Tapi ada 1 Mahasiswi yang membuatku
harus membusungkan dada mirip superman. Anis namanya. Cewek imut itu
melunturkan keculunanku. Ruanganyang ber-Acpun berubah semakin sepoi-sepoi.
Mirip seperti adegan India-india yang sedang pada adegan menyanyi di padang
rumput. Tapi bedanya aku di rak-rak pembalut.
“Kak, makasih ya karena udah ngasih
tau Anis buat bekal besok” tanya anis dengan dihiasi senyum dan lesung pipinya.
Manis sekali.
“Owh iya sama-sama, udah dapet bekal
buat besok?”
“Udah kak, kakak sendiri belanja
apa?”
“Owh, ini. Cuma susu”
“Masih minum susu? Gak papa sih. Owh
iya kak, boleh minta nomor handphonnya kakak? Owh iya, kita belum kenalan kak,
aku Anis” sambil menyodorkan tangannya yang putih untuk mengajak berjabat
tangan.
“Ni kamu ngajakin aku kenalan? Ni
bukan diacara TV-TV yang artisnya nyamar gitu kan. Atau jangan-jangan kamu artis”
akupun clingak-clinguk nyari kamera. Memang ada, tapi kamera CCTV milik Mini
Market.
“Enggak kak” rengeknya yang menambah
kemanjaanya.
“Ok, aku Alif. No 085727****** “
Setelah berpamitan, aku pun keluar
dari Mini Market. Nglihat Ulil semakin tidak tega. “Bray, ternyata mukaku ada
panunya”. Mungkin Ulil dari tadi sibuk untuk mencari persamaan mukanya dengan
pantat Mahasiswi Prawat tadi. Setelah Ulil menghabiskan rokoknya, dan aku
menghabiskan susu, kami pun pulang ke rumah masing-masing.
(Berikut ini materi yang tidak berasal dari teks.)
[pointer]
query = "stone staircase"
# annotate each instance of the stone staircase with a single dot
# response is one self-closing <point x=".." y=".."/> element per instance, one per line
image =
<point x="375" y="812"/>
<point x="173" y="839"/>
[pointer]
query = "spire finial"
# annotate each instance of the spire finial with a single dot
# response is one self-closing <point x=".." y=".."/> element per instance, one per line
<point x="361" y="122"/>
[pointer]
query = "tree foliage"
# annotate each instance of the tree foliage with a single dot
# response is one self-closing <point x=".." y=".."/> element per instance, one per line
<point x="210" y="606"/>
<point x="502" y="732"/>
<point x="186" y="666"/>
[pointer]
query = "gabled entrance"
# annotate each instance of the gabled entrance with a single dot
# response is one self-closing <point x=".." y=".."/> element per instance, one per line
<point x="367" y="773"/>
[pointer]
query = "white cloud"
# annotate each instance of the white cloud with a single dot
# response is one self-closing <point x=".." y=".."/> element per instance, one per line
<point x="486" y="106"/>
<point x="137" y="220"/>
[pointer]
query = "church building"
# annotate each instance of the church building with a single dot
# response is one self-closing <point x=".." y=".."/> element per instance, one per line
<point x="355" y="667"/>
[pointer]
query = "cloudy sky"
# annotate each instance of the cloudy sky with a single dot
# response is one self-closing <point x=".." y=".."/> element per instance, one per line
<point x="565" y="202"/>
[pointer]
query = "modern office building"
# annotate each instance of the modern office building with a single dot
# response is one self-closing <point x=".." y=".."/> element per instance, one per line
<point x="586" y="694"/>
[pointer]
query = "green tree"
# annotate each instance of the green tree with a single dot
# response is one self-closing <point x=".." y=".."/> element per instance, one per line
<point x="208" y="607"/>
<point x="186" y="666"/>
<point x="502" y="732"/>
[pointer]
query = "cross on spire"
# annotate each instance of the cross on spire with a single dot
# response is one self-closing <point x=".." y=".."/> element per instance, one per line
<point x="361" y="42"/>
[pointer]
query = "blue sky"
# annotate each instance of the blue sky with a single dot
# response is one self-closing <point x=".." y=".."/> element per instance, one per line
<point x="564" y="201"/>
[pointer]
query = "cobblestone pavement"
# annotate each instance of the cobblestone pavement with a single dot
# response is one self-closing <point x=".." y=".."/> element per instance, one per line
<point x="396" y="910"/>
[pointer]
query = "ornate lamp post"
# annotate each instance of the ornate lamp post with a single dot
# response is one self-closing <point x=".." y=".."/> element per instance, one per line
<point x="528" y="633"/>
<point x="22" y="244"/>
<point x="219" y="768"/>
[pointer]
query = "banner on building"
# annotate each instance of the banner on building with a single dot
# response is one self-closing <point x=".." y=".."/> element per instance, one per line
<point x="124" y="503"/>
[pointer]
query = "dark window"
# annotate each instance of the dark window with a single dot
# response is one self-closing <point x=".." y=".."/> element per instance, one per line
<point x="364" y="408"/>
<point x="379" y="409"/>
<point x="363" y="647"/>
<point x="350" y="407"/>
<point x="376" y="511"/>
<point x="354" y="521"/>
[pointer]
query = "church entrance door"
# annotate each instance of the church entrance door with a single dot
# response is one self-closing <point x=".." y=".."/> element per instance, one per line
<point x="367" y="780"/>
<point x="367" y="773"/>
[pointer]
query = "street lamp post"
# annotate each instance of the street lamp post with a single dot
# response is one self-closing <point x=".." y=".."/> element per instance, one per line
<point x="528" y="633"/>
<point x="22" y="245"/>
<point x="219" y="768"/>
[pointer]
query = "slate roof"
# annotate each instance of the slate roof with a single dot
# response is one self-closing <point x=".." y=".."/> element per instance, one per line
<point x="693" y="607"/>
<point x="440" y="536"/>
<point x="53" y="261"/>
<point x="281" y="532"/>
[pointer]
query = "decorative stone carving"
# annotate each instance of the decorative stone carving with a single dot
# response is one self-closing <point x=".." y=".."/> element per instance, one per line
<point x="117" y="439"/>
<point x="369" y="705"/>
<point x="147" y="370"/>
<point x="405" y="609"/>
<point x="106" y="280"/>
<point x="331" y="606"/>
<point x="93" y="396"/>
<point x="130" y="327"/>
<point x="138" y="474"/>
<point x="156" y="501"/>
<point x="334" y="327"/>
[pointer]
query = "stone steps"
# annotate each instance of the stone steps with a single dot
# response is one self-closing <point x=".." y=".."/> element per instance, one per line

Sesampainya di rumah Anis sms aku
terlebih dahulu. “Kak, udah nyampai rumah?” gila, dia malah sms terlebih
dahulu. Malam itupun kami smsan. Hari-hari berikutnya juga tetap smsan. Apakah
Anis ada perasaan ke aku yang bermuka culun? Entahlah. Tapi anehnya tiap kali
aku bertanya nama Facebooknya, dia menolak. Aku pingin main ke rumahnya, dia
juga menolak. Ada apa sebenarnya? Apa ada yang dia sembunyikan?
Suatu malam di malam minggu, aku sms
dia terlebih dahulu.
“Dek, lagi apa? Kok smsku tadi sore
gak kamu bales?”
“Kenapa Bos?” itu balesan dari sms
dia, aku heran, kenapa dia manggil bos?
“Iya kenapa kok gak bales sms?” ku
coba tanya lagi.
“La emang kenapa bos, Anisnya lagi
jalan-jalan sama aku. Aku pacarnya bos” gila, dia udah punya pacar. Awalnya aku
mau bales minta maaf, tapi kok cemen. Akhirnya aku bales. “Owh, yaudah salamin
sama Anis, bilang dapet salam dari aku, SENIORNYA” itupun aku ketik dengan
tangan yang gemeteran.
Pada akhirnya, frekuensi smsanku
jadi jarang. Aku korban PHP Anis.
Yah,
itulah sepenggal kisah PHP yang pernah aku alami. Entah istilah dari mana itu
PHP (Pemberi Harapan Palsu). Intinya, buat apa kita menaggapi perasaan orang
kalau kita tidak bisa membalasnya. Seperti pada kasusku dengan Anis, Anis
teramat perhatian dan dia juga tidak cerita kalau punya cowok. Sama sekali.
Buat apa kita menyambut genggaman orang lain ketika
tangan kita sudah ada yang menggenggamnya.